No, trade isn’t the primary reason for global poverty’s decline over the last 50 years.
If you’ve ever gone down the right-wing media rabbit hole, you’ve likely seen some variation on the “global trade and capitalism have unequivocally alleviated human poverty and suffering since the industrial revolution” argument.
For example, bestselling author Jordan Peterson published a video to his Facebook page called “The Only Systems That Seem To Lift People Out Of Absolute Poverty Are Free Market Capitalist Systems” where he starts by citing Venezuela’s decline in wealth over the last 30 years. Venezuela, mind you, has a smaller public sector employment percentage (18 per cent) than France (20 per cent) and Norway (29 per cent). This is only the beginning of the contradictions presented by Peterson’s video.
The most glaring aspect of Peterson’s thesis is that the country that lifted the most people out of poverty in the last 50 years is China. In fact, China has lifted around three quarters of the global population living in extreme poverty since the transformations undertaken by Deng Xiaoping in the ‘70s into the ‘80s. China is, however, far from a free market capitalist system. While I’m not ready to praise the Chinese model, it’s simply a fact that the success of that model has been due to aggressive state intervention in private markets; it’s a complete top-down structure—hardly a free market.
Harvard professor of cognitive psychology Steven Pinker, was grilled for a similar reductionist argument on the alleviation of global poverty by Mehdi Hasan of Al Jazeera. Hasan probes Pinker’s argument in his book Enlightenment Now: The Case for Reason, Science, Humanism, and Progress that extreme poverty since the ‘90s shows a sharp declining trend according to the Global Bank’s setting the extreme poverty line at 1.90 USD a day. Hasan points out the arbitrariness of the 1.90 figure, in that if you measure extreme poverty at 5.50 USD, a billion people have been added to that level since 1981.

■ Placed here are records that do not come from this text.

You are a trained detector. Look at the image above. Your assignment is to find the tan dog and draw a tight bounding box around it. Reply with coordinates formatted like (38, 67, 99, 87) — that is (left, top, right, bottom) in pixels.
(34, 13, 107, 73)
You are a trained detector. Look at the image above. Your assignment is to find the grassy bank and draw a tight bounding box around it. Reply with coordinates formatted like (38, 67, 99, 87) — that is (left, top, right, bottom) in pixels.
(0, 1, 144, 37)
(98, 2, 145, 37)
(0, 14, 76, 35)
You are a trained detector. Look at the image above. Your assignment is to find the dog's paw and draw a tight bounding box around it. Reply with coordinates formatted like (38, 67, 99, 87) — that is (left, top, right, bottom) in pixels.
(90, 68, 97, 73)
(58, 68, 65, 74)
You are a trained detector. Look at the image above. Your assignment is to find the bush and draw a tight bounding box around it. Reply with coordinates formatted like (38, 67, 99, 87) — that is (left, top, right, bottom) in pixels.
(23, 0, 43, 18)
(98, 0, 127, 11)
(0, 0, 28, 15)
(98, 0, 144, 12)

Even when it comes to the absolute figures, the picture of relative poverty alleviation in even the last 20 years itself is unclear. What figures can’t explain is that the history of many Third World countries had them being bullied by global financial institutions like the International Monetary Fund (IMF) into debt peonage causing structural poverty. As the late anarchist author David Graeber outlined at the outset of his book Debt: The First 5000 Years, after the OPEC oil crisis of the ‘70s, many Western banks had received large deposits of oil money from the petroleum nations abroad and invested them in Third World countries often, through sales-pitches to dictators — many of whom pocketed large portions of these investments in their personal bank accounts — at low interest rates which skyrocketed in the next decade causing the IMF to demand that these countries strip price controls and their social safety nets to pay it off causing mass poverty. Not to mention, the IMF pushed these countries to adopt free market models which the citizens didn’t even vote for and which didn’t address their poverty in the slightest.

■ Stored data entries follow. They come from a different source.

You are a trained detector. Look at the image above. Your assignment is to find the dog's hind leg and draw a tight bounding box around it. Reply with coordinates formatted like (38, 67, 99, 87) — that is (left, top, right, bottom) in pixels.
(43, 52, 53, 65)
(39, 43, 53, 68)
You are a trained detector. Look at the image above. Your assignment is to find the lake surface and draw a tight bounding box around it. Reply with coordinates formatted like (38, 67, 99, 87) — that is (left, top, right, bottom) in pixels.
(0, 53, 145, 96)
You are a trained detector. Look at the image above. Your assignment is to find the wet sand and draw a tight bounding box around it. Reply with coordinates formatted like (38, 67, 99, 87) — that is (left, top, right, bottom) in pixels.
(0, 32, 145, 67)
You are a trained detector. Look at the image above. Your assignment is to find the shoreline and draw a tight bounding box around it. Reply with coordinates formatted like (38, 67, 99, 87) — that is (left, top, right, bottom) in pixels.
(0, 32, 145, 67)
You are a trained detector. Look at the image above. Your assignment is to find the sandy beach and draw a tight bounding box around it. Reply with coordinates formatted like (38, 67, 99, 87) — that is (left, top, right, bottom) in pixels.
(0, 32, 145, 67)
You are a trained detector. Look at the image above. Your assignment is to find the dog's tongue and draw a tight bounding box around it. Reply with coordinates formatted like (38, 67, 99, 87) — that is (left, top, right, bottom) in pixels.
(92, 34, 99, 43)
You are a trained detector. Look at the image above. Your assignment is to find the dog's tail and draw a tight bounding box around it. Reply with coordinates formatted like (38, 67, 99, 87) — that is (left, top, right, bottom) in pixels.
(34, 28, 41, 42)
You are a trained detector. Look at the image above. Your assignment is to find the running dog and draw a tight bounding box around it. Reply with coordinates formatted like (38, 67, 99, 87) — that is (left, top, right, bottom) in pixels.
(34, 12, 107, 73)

Many South American countries fell prey to the Washington Consensus in the latter half of the 20th century as well. Take the democratically elected leader in Chile, Salvador Allende, who was ousted in a U.S.-backed coup leading to the brutal dictatorship of Augusto Pinochet. After Pinochet sealed the power vacuum, the World Bank and IMF began to see Chile as credible, unlike during the Allende years. The same was true in Brazil when the democratically elected Joao Goudart was on the receiving end of a three-year suspension of IMF loans until a military coup in 1964 that saw the loans start streaming back in shortly after. Then there’s U.S. president Ronald Reagan’s legacy of harshly embargoing the democratically elected Sandinista, Daniel Ortega, in Nicaragua and funding the counterrevolutionary faction of The National Guard, the “Contras.”
South America’s broad leftwing “pink tide” movement throughout the 21st century has been one of the key players in lifting global poverty. Recently reelected president of Brazil, Lula da Silva, in his first term as president, lifted millions out of extreme poverty through his state-directed Bolsa Família program which gave out over $8 billion worth in monthly stipends.
Needless to say, the idea that global poverty rates have been alleviated by free market capitalist policies and ideals is simply not true and, in fact, reproduces the structural poverty that global economic institutions such as the World Bank and International Monetary Fund have trafficked in creating for decades.